Qu'ont mangé les députés durant la soirée ? « Nous avons tous opté pour le buffet ce soir-là, a lancé en riant M. Alghabra. Ce n'était pas un souper à caractère religieux. Cela rassemblait des personnes ayant des racines juives ou musulmanes. »

OTTAWA OFFRE UNE AIDE AUX LIEUX DE CULTE VISÉS PAR DES CRIMES HAINEUX

À la mi-novembre, la ville d'Ottawa a été secouée par une série d'incidents à caractère haineux qui visaient des lieux de culte. Des croix gammées ont été dessinées sur la porte principale d'une église située au centre-ville de la capitale, laquelle est fréquentée par la communauté afro-canadienne. Les malfaiteurs ont aussi inscrit le mot « niggers » sur la même porte.
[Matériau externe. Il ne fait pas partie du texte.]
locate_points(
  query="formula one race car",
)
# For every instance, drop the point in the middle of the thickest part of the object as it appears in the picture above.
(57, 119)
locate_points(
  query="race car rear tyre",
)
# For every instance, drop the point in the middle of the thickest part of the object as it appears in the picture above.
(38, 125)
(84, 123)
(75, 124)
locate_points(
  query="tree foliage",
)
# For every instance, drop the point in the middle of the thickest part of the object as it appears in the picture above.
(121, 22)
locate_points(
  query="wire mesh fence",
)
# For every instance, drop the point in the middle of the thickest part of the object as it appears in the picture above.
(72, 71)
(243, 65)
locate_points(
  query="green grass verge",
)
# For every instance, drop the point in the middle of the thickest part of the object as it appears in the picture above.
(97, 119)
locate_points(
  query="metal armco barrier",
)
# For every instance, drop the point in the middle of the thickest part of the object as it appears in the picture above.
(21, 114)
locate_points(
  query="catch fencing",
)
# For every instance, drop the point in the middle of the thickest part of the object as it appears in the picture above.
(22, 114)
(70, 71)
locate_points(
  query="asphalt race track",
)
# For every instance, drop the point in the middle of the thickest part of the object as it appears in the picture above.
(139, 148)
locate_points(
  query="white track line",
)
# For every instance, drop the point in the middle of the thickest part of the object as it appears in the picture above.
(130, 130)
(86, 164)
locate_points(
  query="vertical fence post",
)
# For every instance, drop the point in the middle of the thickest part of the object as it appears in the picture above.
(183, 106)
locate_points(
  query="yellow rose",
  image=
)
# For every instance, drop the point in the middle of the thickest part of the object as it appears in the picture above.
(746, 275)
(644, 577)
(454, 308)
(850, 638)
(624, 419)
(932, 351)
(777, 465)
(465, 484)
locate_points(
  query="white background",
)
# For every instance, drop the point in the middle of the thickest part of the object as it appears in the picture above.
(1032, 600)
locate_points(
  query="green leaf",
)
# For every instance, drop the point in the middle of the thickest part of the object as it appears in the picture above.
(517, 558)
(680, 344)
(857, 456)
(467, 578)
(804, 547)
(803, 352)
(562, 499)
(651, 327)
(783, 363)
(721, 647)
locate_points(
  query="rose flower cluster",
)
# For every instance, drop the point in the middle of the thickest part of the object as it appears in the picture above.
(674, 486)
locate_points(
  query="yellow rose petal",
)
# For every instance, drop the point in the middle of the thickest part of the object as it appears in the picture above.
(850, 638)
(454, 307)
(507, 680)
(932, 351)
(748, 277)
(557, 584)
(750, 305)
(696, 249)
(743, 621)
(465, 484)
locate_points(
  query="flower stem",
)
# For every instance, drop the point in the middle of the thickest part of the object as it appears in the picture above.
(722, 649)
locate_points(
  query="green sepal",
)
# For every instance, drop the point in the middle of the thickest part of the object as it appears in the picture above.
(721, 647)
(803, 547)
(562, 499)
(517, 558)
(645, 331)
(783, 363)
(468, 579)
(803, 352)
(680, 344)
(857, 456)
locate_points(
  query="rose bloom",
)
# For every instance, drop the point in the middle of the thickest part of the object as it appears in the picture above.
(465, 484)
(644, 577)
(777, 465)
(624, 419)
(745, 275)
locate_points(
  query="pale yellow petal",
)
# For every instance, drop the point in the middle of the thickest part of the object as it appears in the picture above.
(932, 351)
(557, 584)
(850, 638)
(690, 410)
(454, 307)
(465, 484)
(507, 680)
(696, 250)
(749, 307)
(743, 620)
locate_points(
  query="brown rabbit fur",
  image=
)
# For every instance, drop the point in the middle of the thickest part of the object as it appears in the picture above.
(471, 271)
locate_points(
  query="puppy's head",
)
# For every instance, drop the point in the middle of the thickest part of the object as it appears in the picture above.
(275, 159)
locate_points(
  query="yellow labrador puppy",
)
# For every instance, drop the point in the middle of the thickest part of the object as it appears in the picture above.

Durant la même nuit, des croix gammées ont été peintes à l'entrée d'une mosquée située dans l'ouest d'Ottawa. Le bâtiment sert aussi de lieu de rencontre pour les membres de l'Association musulmane d'Ottawa. 

Durant la même période, des graffitis antisémites ont été peints sur la résidence d'un rabbin à Ottawa et des affiches racistes ont été découvertes à Toronto, menant le ministre de la Sécurité publique, Ralph Goodale, à rappeler aux communautés qu'elles peuvent obtenir une aide du gouvernement fédéral pour renforcer les mesures de sécurité autour de leur lieu de culte comme l'éclairage, l'installation de caméras de surveillance ou de clôtures. Les projets approuvés peuvent recevoir jusqu'à 50 % du coût total, et ce, jusqu'à concurrence de 100 000 $ par projet.

Photo fournie par Omar Alghabra

En organisant ce repas, le député libéral Omar Alghabra (à droite de la deuxième rangée) voulait « envoyer un puissant message à ceux qui voudraient semer la division au pays en fonction de la couleur de la peau des uns ou de la religion des autres ».